Clean your child’s urethra—the opening where urine is expelled—before applying the bag. Remove the cover from the adhesive and apply the bag over the infant’s genitals. For boys, insert the penis into the hole of the bag. For the girls, ensure that the hole covers the labia.
This may require a few separate tries, as infants may shake the adhesive loose and spill urine. Regularly checking the bag could help improve the chances of proper collection.
The first day, your first urination should be done into your toilet and flushed. (Gentlemen, make sure to leave the seat down afterward.) After this first urination, all other urine for the day should be done into your container.
Your first urination should be done into the container the following morning. Store the sample in your refrigerator once you securely cap the container. Make sure to label it correctly with your name and contact information as your doctor’s office advises.
Follow any other instructions your doctor provides.
Depending on the condition your doctor may suspect, he or she may have specific instructions for you to follow during your collection. Here are a few general rules to follow:
- Consume less than 3 grams of sodium per day up to 2 weeks before the collection begins.
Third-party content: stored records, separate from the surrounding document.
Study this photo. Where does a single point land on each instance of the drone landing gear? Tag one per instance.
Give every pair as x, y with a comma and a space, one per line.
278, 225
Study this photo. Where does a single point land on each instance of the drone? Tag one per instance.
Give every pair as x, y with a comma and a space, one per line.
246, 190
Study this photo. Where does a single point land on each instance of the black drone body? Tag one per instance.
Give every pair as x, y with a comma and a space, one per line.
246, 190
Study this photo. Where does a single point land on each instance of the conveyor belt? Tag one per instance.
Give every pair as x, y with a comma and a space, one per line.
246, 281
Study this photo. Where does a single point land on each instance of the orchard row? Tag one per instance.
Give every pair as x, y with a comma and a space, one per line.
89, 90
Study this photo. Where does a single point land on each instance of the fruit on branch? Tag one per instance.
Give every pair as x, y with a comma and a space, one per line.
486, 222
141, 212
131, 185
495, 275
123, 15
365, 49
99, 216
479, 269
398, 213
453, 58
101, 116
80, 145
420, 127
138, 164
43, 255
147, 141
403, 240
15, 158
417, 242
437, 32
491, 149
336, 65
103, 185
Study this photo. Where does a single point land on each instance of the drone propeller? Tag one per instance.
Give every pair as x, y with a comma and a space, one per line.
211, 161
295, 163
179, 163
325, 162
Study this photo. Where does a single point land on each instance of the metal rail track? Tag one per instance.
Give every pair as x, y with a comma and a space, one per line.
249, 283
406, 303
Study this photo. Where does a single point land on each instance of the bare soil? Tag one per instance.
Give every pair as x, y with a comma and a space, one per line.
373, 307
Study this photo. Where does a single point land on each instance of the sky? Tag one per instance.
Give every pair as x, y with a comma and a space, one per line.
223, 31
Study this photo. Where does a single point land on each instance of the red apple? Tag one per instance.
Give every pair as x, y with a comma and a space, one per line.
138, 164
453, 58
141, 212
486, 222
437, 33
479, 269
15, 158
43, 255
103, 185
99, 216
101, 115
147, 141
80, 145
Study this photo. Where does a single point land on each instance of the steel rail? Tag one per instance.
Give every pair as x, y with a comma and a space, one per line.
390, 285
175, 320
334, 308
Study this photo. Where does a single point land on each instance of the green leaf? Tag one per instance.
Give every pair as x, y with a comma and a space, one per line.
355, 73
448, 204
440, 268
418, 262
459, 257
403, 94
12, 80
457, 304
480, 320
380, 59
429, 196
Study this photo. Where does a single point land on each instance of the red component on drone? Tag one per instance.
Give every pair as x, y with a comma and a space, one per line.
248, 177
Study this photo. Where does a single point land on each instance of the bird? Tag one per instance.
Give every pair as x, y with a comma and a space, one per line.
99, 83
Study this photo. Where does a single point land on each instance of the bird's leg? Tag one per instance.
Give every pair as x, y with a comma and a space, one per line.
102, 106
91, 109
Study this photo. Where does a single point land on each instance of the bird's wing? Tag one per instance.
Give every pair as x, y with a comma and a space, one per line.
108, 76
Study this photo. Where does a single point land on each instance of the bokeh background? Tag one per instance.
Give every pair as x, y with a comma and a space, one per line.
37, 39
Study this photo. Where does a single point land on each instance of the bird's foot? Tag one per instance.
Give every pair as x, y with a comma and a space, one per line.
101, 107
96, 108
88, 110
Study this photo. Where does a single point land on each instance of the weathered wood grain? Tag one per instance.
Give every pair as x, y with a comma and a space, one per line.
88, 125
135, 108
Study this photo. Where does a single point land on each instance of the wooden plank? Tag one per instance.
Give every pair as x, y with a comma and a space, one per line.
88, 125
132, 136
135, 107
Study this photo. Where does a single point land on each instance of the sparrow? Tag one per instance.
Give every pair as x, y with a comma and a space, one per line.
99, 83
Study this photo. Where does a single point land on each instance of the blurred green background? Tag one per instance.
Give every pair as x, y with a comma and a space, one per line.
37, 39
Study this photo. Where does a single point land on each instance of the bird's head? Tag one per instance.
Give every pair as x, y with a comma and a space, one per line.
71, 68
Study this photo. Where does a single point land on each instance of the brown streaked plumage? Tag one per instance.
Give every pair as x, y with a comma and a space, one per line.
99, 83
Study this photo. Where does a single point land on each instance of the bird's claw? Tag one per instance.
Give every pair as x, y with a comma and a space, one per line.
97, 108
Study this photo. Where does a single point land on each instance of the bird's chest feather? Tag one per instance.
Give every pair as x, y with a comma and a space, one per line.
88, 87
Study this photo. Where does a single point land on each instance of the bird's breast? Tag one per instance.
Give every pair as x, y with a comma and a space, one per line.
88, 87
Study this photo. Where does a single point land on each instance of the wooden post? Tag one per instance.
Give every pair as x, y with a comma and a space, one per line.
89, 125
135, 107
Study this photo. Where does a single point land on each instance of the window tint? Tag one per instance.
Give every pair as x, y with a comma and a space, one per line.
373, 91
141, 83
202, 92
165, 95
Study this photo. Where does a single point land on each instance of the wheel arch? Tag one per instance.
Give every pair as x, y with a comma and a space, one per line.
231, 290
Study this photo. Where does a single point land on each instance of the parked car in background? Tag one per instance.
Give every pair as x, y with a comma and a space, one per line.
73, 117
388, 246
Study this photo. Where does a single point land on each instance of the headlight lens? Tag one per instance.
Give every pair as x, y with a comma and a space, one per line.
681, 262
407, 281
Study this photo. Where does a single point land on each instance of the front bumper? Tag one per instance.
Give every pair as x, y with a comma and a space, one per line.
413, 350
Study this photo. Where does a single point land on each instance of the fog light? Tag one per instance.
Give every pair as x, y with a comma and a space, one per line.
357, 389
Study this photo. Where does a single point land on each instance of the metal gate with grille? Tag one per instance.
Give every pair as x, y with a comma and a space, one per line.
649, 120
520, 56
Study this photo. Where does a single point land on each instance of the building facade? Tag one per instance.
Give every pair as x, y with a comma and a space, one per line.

- Stop taking any medications your doctor advises. Those medications that could affect aldosterone levels include lithium, ACE inhibitors, and non-steroidal anti-inflammatory drugs (NSAIDs).
- Avoid caffeine, such as coffee, tea, sodas, chocolates, or energy drinks.
- Make sure to drink enough water to produce a sufficient sample size.
Schedule a follow-up appointment with your doctor to discuss your laboratory results. Your doctor will explain your aldosterone levels, as well as the significance of the results for your long-term health.